To determine the expected value E[Y] of the discrete random variable Y, we can use the property of the Moment Generating Function (MGF) that M'_{Y}(0)=E[Y]. That means that the first derivative of the MGF evaluated at t=0 gives us the expected value.
We are given the Moment Generating Function (MGF) of Y, which is M_{Y}(t) = 1/7 * e^(2t) + 3/7 * e^(3t) + 2/7 * e^(5t) + 1/7 * e^(8t).
To find E[Y], we first need to calculate the derivative of M_{Y}(t) with respect to t.

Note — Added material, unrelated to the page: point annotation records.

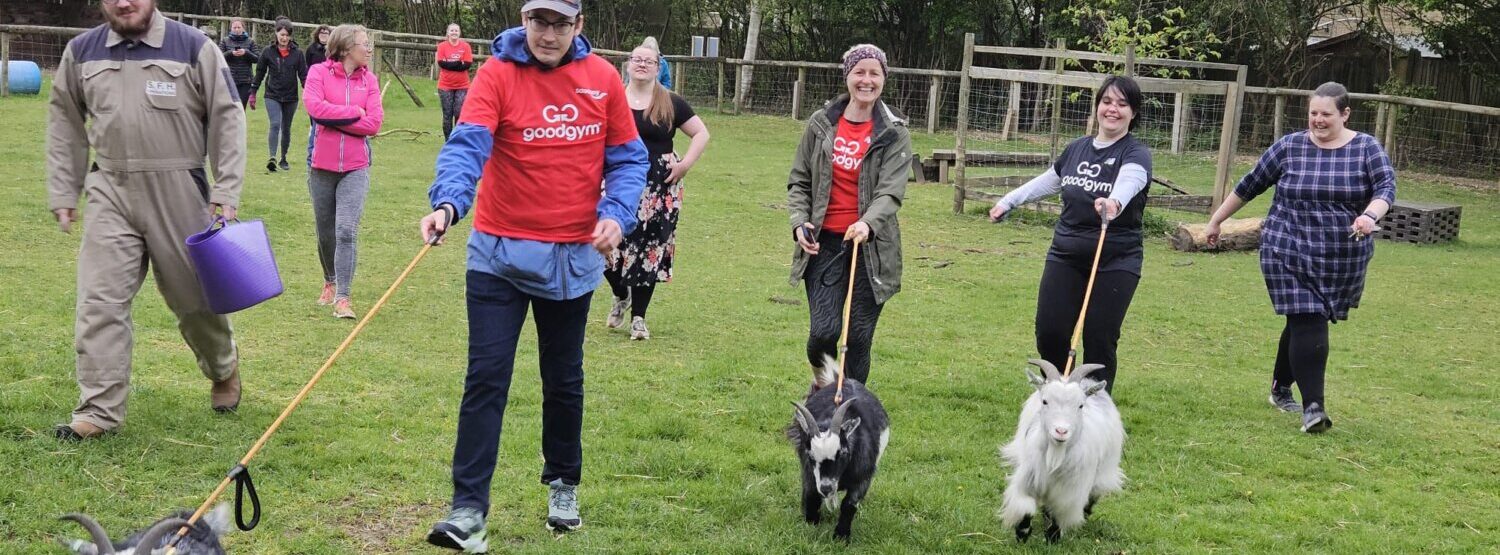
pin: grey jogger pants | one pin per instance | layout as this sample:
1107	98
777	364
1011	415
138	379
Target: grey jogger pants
338	201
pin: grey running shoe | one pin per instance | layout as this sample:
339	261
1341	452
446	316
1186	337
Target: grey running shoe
563	507
638	329
617	314
1281	399
462	530
1314	420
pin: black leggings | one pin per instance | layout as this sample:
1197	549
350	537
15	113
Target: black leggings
639	296
1302	356
827	281
1058	303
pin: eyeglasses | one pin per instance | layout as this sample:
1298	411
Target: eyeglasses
560	27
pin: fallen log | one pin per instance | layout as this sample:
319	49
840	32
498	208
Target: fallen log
1235	234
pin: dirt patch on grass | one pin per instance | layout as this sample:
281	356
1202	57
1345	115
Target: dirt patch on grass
383	528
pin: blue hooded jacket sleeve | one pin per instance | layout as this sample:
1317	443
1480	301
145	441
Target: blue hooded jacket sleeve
626	168
461	162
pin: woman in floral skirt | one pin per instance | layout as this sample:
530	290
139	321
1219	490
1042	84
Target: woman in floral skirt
645	257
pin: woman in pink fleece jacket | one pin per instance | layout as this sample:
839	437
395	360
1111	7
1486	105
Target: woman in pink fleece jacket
342	96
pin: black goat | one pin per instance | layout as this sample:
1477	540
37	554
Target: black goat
203	537
839	447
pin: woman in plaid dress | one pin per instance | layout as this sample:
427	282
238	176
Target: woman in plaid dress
1332	186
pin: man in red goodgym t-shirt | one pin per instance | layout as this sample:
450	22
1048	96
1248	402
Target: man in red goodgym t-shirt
543	123
455	59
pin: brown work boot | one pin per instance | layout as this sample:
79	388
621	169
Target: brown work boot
78	431
225	395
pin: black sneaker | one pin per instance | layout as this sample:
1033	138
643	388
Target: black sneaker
462	530
1314	420
1281	399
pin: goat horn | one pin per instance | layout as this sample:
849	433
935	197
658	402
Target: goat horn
806	419
1046	369
152	537
102	543
1083	372
839	414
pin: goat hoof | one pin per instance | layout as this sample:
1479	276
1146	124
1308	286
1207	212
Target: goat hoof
1053	533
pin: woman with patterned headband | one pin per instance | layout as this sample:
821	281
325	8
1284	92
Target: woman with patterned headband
836	198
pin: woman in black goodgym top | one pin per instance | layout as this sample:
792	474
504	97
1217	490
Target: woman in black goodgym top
1103	176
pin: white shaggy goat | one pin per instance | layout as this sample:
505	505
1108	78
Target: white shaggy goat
203	537
1065	455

The derivative of e^(at) with respect to t is a * e^(at), so differentiating M_{Y}(t) gives us :
M'_{Y}(t) = 1/7 * 2 * e^(2t) + 3/7 * 3 * e^(3t) + 2/7 * 5 * e^(5t) + 1/7 * 8 * e^(8t).
Now, to find E[Y], we evaluate M'_{Y}(t) at t=0:
E[Y] = M'_{Y}(0) = 1/7 * 2 + 3/7 * 3 +2/7 * 5 +1/7 * 8,
which simplifies to approximately 4.14285714285714.
Therefore, the expected value of the discrete random variable Y is approximately 4.14285714285714.